Biography
Born in 1980 in Burgstädt, Saxony, André Wagner began his artistic work at an early age. In addition to photographic works, some of which were shown at the German Youth Photography Award in Berlin’s Martin Gropius Bau in 2000, he created graffiti works, some of them large-format, while still at school, together with his classmate at the time, the painter Lars Teichmann, among others. Further commissions in the field of graffiti art followed.
Via graffiti art and street art André Wagner came to photography. Between 1999 and 2001 he trained as a photographer and since 2002 he has worked as a freelance photographer. During these years he mainly worked for magazines like “Stern”, “Rolling Stone” or “Geo”, and portrayed artists, musicians and sportsmen. Afterwards he turned to free projects as a photo artist. In the following years he participated in many solo and group exhibitions in renowned art galleries, museums and art associations and exhibited at art fairs in Germany and abroad.

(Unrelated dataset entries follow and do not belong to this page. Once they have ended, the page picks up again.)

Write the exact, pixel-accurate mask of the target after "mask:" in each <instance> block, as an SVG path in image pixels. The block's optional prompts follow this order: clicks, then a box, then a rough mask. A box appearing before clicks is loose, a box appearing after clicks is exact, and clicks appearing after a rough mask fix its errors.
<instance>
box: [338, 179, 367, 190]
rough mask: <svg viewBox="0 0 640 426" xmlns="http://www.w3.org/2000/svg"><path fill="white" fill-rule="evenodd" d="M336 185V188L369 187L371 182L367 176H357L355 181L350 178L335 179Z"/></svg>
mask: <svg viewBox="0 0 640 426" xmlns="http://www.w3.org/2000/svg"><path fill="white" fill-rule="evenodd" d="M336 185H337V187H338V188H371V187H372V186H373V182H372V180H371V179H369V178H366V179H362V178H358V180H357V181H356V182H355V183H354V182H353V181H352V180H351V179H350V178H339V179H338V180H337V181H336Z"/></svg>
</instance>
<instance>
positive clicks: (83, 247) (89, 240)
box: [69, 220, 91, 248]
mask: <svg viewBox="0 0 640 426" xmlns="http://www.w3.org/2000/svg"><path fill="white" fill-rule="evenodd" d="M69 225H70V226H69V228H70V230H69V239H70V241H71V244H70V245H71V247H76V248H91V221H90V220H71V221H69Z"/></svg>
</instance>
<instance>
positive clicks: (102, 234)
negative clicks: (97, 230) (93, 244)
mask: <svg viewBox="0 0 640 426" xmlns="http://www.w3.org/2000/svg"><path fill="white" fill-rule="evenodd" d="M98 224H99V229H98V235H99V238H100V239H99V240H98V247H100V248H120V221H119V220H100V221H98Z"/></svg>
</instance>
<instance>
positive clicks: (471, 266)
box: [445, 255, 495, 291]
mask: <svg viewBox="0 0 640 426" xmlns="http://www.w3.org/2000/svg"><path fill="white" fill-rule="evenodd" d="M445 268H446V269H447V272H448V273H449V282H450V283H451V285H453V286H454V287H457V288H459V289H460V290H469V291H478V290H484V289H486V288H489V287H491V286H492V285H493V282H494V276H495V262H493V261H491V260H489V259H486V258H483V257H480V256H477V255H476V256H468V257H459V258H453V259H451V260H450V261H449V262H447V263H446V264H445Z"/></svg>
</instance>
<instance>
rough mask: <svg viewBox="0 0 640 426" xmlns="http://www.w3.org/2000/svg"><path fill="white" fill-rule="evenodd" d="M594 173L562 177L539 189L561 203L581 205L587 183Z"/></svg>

In 2013 he took part in the 55th Venice Biennale at Palazzo Bembo. 2013 André Wagner had two solo exhibitions at the “Kunst Zürich” where he was nominated for the Zurich “Advancement Art Award”. In 2014 he was invited by the “Photokina” to show selected works from his monograph “Visions of Time” in a large solo exhibition. In 2017, André Wagner will have two museum exhibitions at the Museum Modern Art Altes Gaswerk Hünfeld and at the Kunstmuseum Moritzburg Halle (Saale) Kunstmuseum des Landes Sachsen-Anhalt, where a retrospective cross-section of his work will be shown. André Wagner has also been invited to realize several Art in Construction projects, such as the 2013 exhibition in Zurich in the Surgery and Hand Surgery FMH – or a large, multi-part installation for Mobimo Management in the ensemble “Am Pfingstweidpark”, also in Zurich. For the Düsseldorf Boston Consulting Group, he installed a 10 by 5 meter work.
Even in his early works his special interest in the elements fire, wind, water and earth was evident. At the beginning of his career as a photographic artist he created his so-called “fire drawings”: Photographs that show the traces of burning torches at night. These landscape pictures were taken.